A new social contact for health can not only memorialise the collective spirit of our Covid response, it can exemplify that spirit, applying it not just to an emergency but to a vision of an NHS renewed.
Despite all the challenges we face I believe the best days of the NHS still lie ahead
In the coming period, bioscience and technology are going to give individuals ever more opportunity to take more control of their health. Clinging on to paternalism is neither honest nor progressive. Unless we address the social conditions that make people sick and rob them of control, unless we build deeper trust and an enduring sense of shared responsibility between the health service and the people and communities it serves, then these opportunities will widen even further the health inequalities from which we already suffer. The NHS needs the support of people just as much as the people need the support of the NHS.

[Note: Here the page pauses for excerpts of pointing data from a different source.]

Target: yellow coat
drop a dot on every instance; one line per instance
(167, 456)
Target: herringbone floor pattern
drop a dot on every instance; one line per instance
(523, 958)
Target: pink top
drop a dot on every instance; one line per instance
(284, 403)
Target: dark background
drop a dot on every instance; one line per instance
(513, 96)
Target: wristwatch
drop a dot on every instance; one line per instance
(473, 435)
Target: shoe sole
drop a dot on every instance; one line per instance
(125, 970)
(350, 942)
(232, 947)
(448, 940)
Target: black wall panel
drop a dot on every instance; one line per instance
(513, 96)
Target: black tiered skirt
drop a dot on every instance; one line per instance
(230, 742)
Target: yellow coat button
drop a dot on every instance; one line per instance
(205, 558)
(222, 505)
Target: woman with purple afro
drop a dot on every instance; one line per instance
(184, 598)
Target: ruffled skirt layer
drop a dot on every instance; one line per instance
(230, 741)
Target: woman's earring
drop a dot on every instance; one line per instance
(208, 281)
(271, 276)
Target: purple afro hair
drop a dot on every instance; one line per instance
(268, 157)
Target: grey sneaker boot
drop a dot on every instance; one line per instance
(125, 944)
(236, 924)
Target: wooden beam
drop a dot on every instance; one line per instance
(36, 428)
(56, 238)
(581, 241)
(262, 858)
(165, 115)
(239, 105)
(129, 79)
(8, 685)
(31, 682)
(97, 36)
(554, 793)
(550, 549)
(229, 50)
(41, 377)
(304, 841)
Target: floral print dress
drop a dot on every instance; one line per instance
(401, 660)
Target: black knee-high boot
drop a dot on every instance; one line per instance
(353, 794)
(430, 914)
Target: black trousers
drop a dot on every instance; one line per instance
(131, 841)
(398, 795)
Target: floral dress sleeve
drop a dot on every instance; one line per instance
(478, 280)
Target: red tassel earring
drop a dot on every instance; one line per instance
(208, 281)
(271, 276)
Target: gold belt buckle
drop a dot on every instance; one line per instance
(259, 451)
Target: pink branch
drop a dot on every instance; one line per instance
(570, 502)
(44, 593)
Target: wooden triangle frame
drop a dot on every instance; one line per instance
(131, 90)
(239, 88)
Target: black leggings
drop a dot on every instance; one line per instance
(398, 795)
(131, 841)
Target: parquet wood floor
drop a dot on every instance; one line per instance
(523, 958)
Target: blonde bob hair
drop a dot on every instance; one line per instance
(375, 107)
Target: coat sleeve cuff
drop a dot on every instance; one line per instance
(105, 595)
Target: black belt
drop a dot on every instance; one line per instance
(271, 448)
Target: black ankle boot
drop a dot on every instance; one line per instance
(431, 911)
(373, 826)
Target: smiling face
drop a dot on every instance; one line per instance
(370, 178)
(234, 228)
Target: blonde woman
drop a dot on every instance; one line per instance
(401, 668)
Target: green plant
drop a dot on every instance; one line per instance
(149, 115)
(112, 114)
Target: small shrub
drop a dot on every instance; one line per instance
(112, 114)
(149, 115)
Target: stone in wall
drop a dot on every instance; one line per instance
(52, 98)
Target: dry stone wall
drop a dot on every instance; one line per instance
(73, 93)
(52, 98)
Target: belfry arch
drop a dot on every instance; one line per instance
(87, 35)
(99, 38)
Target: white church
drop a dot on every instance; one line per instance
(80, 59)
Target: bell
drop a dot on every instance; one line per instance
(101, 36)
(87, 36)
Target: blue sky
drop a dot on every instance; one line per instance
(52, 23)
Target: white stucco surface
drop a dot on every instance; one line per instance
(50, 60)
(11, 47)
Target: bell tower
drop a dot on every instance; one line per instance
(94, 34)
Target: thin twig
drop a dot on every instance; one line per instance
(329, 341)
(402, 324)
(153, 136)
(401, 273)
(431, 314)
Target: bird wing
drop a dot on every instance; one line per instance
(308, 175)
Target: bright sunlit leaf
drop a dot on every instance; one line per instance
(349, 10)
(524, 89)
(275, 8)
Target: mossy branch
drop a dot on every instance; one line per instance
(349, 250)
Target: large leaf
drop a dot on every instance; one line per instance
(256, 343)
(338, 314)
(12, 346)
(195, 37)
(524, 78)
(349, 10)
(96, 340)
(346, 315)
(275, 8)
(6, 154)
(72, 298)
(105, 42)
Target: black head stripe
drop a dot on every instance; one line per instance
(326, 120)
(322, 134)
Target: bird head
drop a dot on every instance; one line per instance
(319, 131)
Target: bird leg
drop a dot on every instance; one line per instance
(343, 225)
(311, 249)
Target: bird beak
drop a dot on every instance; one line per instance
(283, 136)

Despite all the challenges we face I believe the best days of the NHS still lie ahead. A universal, equitable service beloved by the public provides the best foundation for the new social contract I have started to outline. Sufficiently funded, properly supported, devolved, preventative, empowering – our health service can be ready to grasp the opportunities offered by science and technology for a transformation in health outcomes. It is future worth fighting for.